Brambling

Key facts
Scientific name: Fringilla montifringilla
Status: Winter visitor, occasional breeder
Breeding birds: 0 – 2 pairs
Wintering birds: 45,000 – 1,800,000
Conservation status: Green
Length: 14 cm
Wingspan: 24 – 26 cm
Weight: 22 – 30 g
Description
Bramblings are medium sized finches with a black head and mantle and orange patches on their breast, shoulder and throat.
Underparts are brown and wings are black with white and orange bars.
Females are duller than males and juveniles are similar to females with dark head and grey cheeks.
Nesting
Bramblings mostly breed in Scandinavia and north west Russia. They have occasionally been known to breed in Scotland.
They site their nests high in trees and they are made from moss, lichen, heather, and cobwebs lined with feathers, soft grass, wool and hair.
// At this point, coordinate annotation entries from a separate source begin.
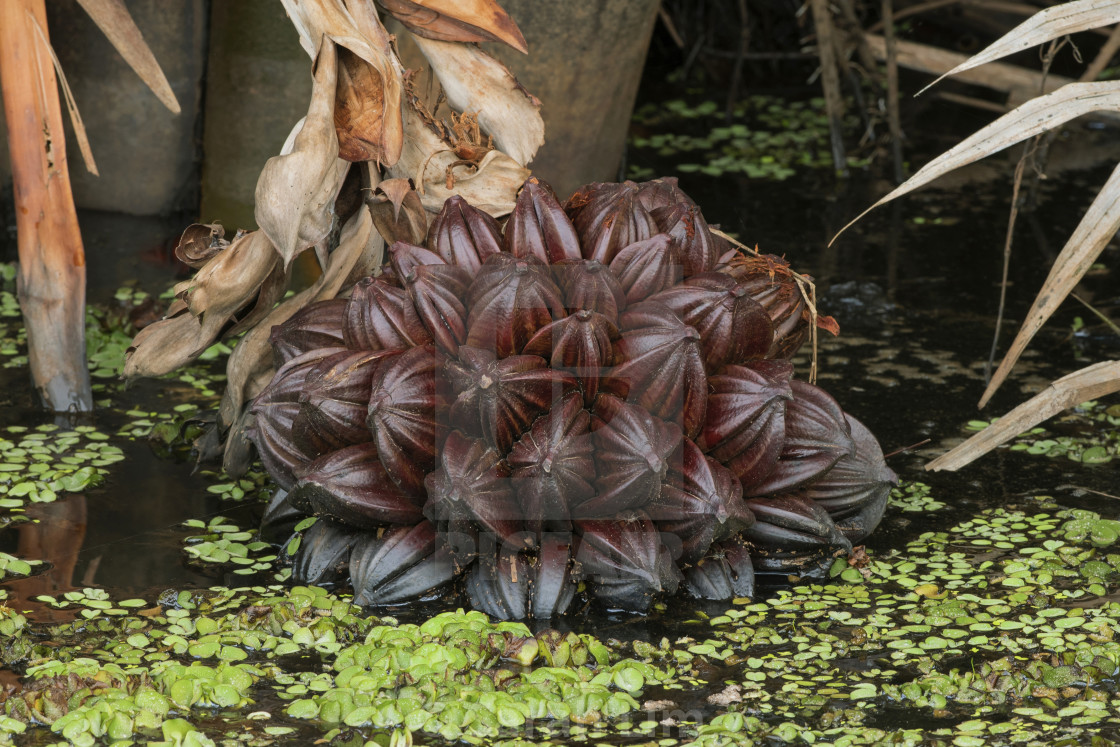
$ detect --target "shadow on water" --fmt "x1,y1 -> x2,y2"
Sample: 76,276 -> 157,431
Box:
0,131 -> 1118,604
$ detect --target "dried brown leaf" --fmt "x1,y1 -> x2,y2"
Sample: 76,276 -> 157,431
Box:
370,179 -> 428,245
377,0 -> 529,53
389,99 -> 530,217
925,361 -> 1120,471
175,223 -> 230,270
77,0 -> 179,114
180,231 -> 280,325
416,38 -> 544,166
830,81 -> 1120,243
254,39 -> 349,267
980,166 -> 1120,408
918,0 -> 1120,93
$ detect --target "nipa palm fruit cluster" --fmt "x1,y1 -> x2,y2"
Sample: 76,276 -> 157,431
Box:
253,179 -> 895,618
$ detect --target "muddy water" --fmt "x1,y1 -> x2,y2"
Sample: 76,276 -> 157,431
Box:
0,112 -> 1120,637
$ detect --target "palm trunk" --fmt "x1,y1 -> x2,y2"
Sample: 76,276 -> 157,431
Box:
0,0 -> 93,411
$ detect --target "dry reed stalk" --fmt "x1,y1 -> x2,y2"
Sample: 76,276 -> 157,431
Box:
0,0 -> 93,412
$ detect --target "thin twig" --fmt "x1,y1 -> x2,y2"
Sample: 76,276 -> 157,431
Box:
983,140 -> 1037,384
1070,292 -> 1120,335
983,40 -> 1062,384
1073,485 -> 1120,501
724,0 -> 750,123
883,0 -> 906,184
809,0 -> 848,176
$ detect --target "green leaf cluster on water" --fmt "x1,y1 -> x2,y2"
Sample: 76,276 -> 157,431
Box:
628,95 -> 866,180
0,488 -> 1120,747
0,587 -> 673,745
183,517 -> 277,576
0,423 -> 124,519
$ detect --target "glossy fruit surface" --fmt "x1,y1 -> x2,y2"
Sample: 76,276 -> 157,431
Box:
253,178 -> 895,618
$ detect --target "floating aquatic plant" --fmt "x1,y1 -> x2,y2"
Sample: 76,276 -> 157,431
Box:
252,179 -> 895,618
0,423 -> 124,522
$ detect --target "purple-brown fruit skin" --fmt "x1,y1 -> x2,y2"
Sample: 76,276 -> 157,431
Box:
424,431 -> 524,542
467,254 -> 568,358
637,176 -> 696,212
610,233 -> 684,304
251,178 -> 896,618
507,392 -> 595,532
447,347 -> 577,454
351,521 -> 463,605
505,177 -> 580,264
572,394 -> 682,519
603,301 -> 708,438
366,345 -> 449,496
645,440 -> 754,563
564,181 -> 657,264
743,494 -> 851,552
343,278 -> 431,351
392,242 -> 470,355
650,203 -> 717,278
252,347 -> 347,491
576,511 -> 681,611
552,260 -> 626,324
524,309 -> 619,407
743,381 -> 855,496
428,195 -> 502,276
650,272 -> 774,373
295,443 -> 423,529
719,251 -> 812,358
269,298 -> 348,366
697,361 -> 793,488
291,351 -> 399,457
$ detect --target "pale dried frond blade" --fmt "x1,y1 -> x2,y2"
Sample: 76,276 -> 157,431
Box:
254,38 -> 349,267
181,231 -> 280,323
829,81 -> 1120,244
416,37 -> 544,166
121,311 -> 214,379
925,361 -> 1120,471
918,0 -> 1120,95
377,0 -> 529,53
980,166 -> 1120,408
77,0 -> 179,114
281,0 -> 404,165
27,12 -> 101,176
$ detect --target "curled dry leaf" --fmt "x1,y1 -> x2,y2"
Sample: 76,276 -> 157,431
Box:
122,308 -> 211,379
281,0 -> 403,165
176,231 -> 282,326
216,204 -> 384,475
175,223 -> 230,270
254,39 -> 349,267
370,179 -> 428,245
389,80 -> 530,217
377,0 -> 529,53
416,38 -> 544,166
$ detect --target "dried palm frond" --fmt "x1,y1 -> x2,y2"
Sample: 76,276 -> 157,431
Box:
833,0 -> 1120,469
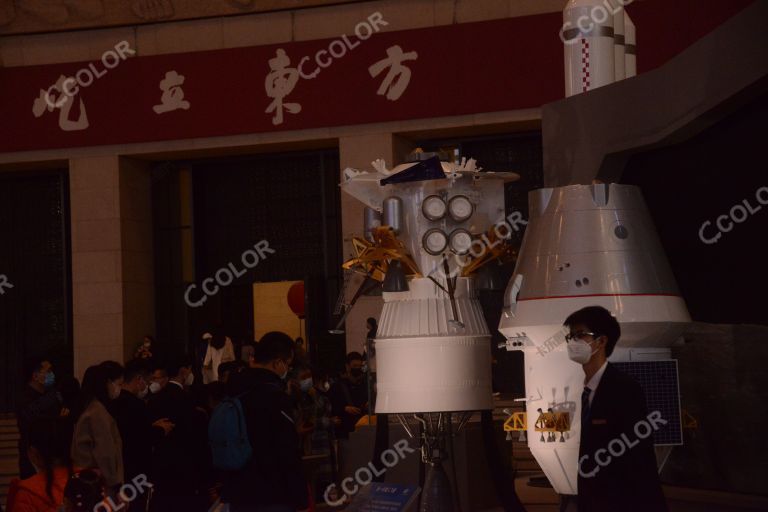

5-7 smooth, glossy green-brown eggs are incubated by female bramblings for 11-13 days. The young birds fledge at 11-13 days.
Feeding
Bramblings eat seeds, berries, beech mast and insects.
During breeding season they will feed mainly in trees and in winter will form large flocks with other finches feeding on open farmland.

Where to see them
Look out for bramblings from mid-September to early April. They will be in woodlands and fields and will sometimes visit gardens during winter.
Listen
Fernand DEROUSSEN/xeno-canto
Did you know?
Bramblings have unpredictable migrations and birds that winter in the UK one year have been found in Italy the next.